Immunocompromised patients— those with cancer or rheumatological conditions, for example—tend to experience diverticulitis at higher rates than the general population, possibly due to chronic steroid use. Interestingly, these patients often present with milder symptoms, delaying diagnosis. They also experience more complications.
Pain is the number one symptom
The pain usually appears suddenly, most often in the left lower quadrant of the abdomen. Patients often describe it as the worst pain they’ve ever had. Even a mild episode can make it difficult to walk. Other symptoms can include fever, constipation (excess inflammation may prevent stool from moving through the colon), diarrhea, and urinary symptoms because an inflamed colon is sitting atop the bladder.
Most people see their primary care physician or visit an emergency room when the pain begins. Your doctor will draw blood to see if you have an elevated white blood cell count, which indicates possible infection. He or she may also run blood tests to confirm inflammation and will rule out a urinary tract infection. An abdominal CT scan is also strongly recommended with the first episode to identify and diagnose diverticulitis and also help determine severity.
Three types of diverticulitis
Most people have acute uncomplicated diverticulitis. Somewhere between 94 and 97 percent of these patients can be successfully treated on an outpatient basis with rest and a clear liquid diet for a few days. The pain usually improves within about two weeks.
A small (less than 10 percent) proportion of uncomplicated diverticulitis patients continue to experience symptoms for weeks to months. This is called smoldering diverticulitis and indicates ongoing inflammation, like a fire that is almost extinguished, but not quite. This type of diverticulitis may require antibiotics or surgery to remove the inflamed part of the colon. Fortunately, about 75 percent of patients will never have another episode. The rest will experience recurrences once a year or even multiple times a year.
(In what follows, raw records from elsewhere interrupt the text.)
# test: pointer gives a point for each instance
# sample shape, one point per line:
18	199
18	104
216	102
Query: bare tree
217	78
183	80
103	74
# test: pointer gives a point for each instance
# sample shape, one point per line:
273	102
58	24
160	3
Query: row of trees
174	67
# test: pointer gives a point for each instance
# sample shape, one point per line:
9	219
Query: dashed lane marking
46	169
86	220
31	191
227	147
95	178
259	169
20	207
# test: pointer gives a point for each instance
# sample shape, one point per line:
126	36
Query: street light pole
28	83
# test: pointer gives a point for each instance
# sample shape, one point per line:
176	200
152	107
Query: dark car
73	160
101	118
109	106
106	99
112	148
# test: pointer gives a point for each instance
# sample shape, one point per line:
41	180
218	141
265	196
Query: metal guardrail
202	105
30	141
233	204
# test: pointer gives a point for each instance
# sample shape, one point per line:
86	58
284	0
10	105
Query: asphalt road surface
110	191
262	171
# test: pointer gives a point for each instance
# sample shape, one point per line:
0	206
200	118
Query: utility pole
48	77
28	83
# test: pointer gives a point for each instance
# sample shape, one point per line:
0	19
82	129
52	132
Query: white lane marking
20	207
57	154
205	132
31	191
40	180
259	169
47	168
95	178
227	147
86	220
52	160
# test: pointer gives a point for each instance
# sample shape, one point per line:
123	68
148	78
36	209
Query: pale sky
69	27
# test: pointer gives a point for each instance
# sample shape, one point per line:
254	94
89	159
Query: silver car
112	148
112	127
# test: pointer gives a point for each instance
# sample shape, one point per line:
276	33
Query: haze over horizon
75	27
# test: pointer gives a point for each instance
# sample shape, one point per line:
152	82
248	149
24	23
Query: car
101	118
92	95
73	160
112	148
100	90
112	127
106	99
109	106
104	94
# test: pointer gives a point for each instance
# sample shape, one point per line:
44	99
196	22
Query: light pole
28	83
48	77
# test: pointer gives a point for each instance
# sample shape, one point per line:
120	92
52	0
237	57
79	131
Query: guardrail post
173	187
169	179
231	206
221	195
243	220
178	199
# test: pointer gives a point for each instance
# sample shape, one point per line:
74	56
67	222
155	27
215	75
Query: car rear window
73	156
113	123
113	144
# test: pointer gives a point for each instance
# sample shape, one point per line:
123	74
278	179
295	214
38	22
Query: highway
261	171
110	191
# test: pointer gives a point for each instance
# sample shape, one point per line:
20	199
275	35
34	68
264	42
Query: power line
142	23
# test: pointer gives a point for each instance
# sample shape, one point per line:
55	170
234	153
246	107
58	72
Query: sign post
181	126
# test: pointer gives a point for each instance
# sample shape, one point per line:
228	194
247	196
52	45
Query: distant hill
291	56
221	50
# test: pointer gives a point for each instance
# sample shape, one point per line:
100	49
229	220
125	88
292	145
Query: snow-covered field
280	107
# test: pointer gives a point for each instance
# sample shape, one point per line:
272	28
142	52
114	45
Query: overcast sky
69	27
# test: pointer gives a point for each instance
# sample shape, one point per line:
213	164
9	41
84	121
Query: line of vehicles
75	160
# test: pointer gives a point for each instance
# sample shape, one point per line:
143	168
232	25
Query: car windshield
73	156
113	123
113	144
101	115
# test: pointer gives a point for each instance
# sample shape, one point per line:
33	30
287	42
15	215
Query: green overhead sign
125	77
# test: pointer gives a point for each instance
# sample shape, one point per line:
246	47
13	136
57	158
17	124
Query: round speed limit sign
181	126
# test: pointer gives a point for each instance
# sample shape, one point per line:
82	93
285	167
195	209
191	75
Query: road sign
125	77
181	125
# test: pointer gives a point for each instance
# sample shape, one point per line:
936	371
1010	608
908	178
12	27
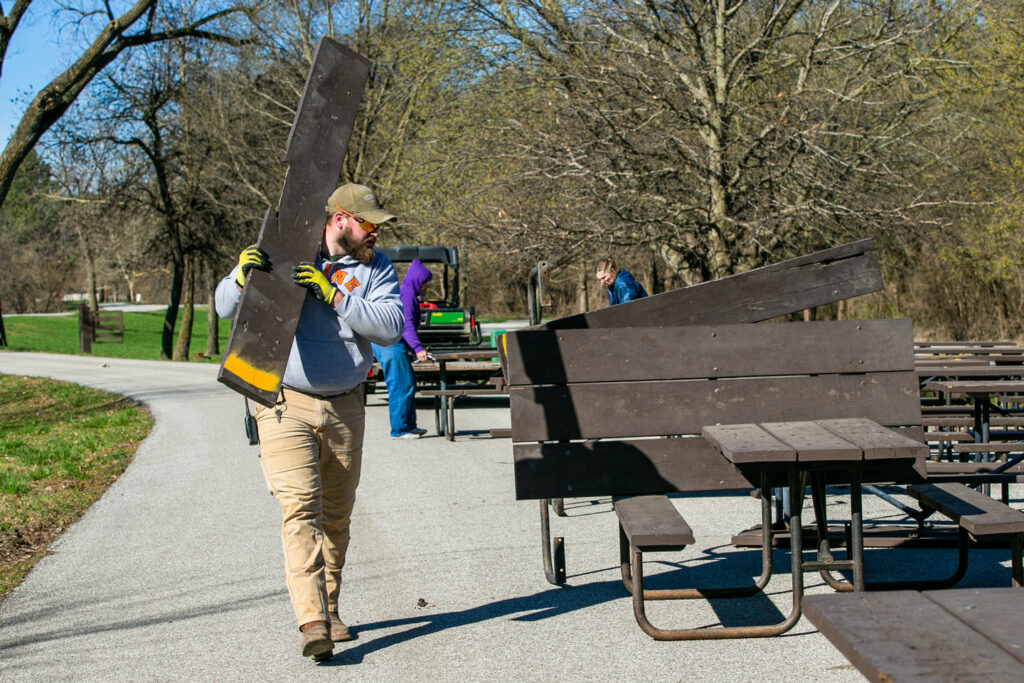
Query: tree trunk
90	270
583	303
167	336
187	311
212	319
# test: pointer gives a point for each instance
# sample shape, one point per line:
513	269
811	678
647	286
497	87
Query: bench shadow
560	601
128	624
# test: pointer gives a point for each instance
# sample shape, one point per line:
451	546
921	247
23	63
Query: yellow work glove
251	257
308	275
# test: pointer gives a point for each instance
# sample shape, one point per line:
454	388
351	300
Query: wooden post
268	312
84	329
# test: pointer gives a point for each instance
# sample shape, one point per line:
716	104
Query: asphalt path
176	572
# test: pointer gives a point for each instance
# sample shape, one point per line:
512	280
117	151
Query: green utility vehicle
445	324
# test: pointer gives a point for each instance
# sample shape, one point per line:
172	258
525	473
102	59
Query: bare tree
719	132
141	24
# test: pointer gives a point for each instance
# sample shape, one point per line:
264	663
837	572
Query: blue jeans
400	386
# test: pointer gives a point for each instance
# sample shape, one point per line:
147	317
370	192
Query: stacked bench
602	406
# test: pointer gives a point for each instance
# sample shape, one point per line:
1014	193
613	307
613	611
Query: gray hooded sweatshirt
331	352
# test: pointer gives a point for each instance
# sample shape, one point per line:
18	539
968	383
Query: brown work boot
339	632
316	641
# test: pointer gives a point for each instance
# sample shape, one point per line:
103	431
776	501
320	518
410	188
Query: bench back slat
651	409
779	289
706	351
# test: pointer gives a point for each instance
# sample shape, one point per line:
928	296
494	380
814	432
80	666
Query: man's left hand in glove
308	275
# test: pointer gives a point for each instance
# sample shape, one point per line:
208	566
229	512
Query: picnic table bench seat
977	514
972	634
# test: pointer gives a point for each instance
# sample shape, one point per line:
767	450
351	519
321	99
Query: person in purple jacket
395	361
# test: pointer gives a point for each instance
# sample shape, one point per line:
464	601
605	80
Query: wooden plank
748	442
622	468
971	349
997	613
998	446
812	441
975	511
904	636
994	421
268	311
877	441
652	523
709	351
641	409
970	468
814	280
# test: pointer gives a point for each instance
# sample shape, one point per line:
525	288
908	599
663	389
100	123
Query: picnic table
952	635
470	368
842	452
980	393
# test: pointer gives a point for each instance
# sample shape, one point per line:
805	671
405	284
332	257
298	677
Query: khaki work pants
310	459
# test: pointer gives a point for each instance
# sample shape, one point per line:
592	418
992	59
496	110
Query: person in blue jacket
395	361
622	287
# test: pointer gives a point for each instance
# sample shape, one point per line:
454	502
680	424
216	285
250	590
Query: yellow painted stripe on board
254	376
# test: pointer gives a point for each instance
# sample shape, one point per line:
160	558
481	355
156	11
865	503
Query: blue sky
34	57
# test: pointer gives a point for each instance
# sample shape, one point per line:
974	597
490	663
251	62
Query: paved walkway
176	573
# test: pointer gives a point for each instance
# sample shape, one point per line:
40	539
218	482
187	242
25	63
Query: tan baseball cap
359	201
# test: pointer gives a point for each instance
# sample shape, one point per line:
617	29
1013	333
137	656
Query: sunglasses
366	225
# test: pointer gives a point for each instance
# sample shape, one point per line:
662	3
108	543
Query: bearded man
311	440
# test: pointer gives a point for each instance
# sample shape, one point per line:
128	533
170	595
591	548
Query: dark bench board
762	294
600	355
970	468
853	438
268	311
906	635
641	409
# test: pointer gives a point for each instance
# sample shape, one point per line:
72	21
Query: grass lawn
58	334
51	470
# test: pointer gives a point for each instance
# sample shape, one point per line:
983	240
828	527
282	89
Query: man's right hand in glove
251	257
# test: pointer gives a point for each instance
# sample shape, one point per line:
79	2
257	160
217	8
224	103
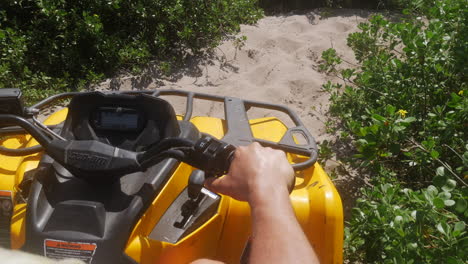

About 5 percent of people with acute uncomplicated diverticulitis will go on to develop complicated diverticulitis, involving an abscess or hole in the wall of the colon, through which gas and fluid escape. These patients are almost always hospitalized, require antibiotics, and may need to have a temporary drain inserted in their abdomen to promote healing. Surgery to remove part of the colon may be necessary in some cases.
What happens after a flare-up?
Your gastroenterologist will tell you when to progress from a clear liquid diet (during an episode) to low-fiber solid foods (eggs, cooked fruit, pasta, dairy foods) and then, once all symptoms have subsided, to a high-fiber routine (produce, beans, brown rice, bran and whole-grain cereals). It’s important to maintain communication with your doctor during the clear liquid diet phase to ensure you don’t lose too much weight.
Some people with diverticulitis will experience chronic gastrointestinal (GI) pain and, eventually, be diagnosed with irritable bowel syndrome (IBS). In a Swedish trial, periodic abdominal pain was reported by nearly half of uncomplicated diverticulitis patients at one-year follow-up. This IBS pain is sometimes treated with a low dose of a tricyclic antidepressant such as amitriptyline (Elavil), imipramine (Tofranil), or nortriptyline (Pamelor). These drugs help reduce stomach sensitivity by blocking pain signals sent from the GI tract to the brain.
Six to eight weeks after diverticulitis symptoms resolve, you should have a colonoscopy to rule out malignancy, as colon cancer can resemble diverticulitis on a CT scan. The risk is higher in patients with complicated diverticulitis.